The old struggle between science and the humanities still goes on. We must adopt a view of education which regards the nature of man and its adaptation to the whole environment, including its historical element. In a keen analysis of the nature of things we shall not find Greek and Latin, but we shall find them historically in our language and literature, and in the generic concepts of our civilization. Hence they are a necessary part of any extended study of language, literature, or art.
We do not believe that the practical tendency of American education will destroy our reverence for what the Germans call the philosophical faculty in the university. The liberal arts, including pure science, are the gems of human culture, and are given a high value even in the imagination of the ignorant. The editor of “The Cosmopolitan” draws a bold and somewhat original outline for modern education, and it is in many ways suggestive. But the author overlooks what every true scholar knows, that thorough scientific knowledge of principles must remain the fundamental work of education and the substantial ground of progress in civilization. A university course may not consist chiefly of lectures upon prudential maxims, such as all must learn partly from experience. Such a theory would award the palm, not to Socrates, but to the Sophists. The truth in all the clamor for practical work in the college is that the culture studies must be vivified by closer relation to the real world and to modern life.
Little has been said of what is called the graduate school. Germany credits us with eleven institutions that have either reached the standard of a genuine university or are rapidly approaching it. Of these eleven, five are state universities. This estimate, of course, is made in accord with the plan and standard of the German university. It appears certain that in time the name university in America will be applied only to those institutions which maintain the graduate school and raise the dignity of the professional schools. The university system will develop freely in this country only after a somewhat important reorganization of our higher education. The line must be drawn more sharply between foundation education and university work, the whole period of education must be somewhat shortened, and, in most of our universities, the graduate faculty must be strengthened. That these changes will be wrought, and that we shall have a rapid development of the genuine university is certain. Much is to be expected from our higher scholarship in many lines of investigation. In America, men are solving problems the existence of which has only been dimly conceived by the masses of people in the Old World.

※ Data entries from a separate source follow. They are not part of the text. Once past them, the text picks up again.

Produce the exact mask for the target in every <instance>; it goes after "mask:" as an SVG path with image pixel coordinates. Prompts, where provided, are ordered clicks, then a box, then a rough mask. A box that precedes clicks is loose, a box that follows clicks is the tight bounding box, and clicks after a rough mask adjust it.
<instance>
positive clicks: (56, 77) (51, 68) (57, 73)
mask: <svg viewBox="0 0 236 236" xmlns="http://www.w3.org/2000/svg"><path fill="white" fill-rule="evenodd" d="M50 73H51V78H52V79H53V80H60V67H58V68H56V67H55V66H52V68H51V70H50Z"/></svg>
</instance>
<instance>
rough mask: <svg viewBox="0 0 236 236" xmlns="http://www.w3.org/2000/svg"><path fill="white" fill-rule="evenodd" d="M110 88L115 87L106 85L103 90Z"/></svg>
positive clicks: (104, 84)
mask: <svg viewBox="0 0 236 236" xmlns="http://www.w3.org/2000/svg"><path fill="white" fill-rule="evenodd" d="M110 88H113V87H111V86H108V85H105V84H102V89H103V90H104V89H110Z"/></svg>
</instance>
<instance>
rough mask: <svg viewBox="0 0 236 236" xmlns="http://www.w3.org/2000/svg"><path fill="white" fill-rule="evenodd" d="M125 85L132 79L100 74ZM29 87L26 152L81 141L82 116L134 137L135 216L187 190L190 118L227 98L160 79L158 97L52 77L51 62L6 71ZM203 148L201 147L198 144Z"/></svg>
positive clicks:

Inspired by our advanced conceptions of government and society, and by the free, inventive, truth-seeking spirit characteristic of our people, the American scholar will make leading contributions to the world’s literature of sociology, politics, and science. And when the spirit of reality, now superficial, gains a deeper insight into the nature of things, America may yet lead the world in those investigations which belong to the sphere of philosophy.
FOOTNOTES:
[5] Read at the National Council of Education, Milwaukee, July 6, 1897. This is one of three papers on “University Ideals” there presented, the other two representing respectively Princeton and Leland Stanford, Jr. The author was requested to write on “State University Ideals.”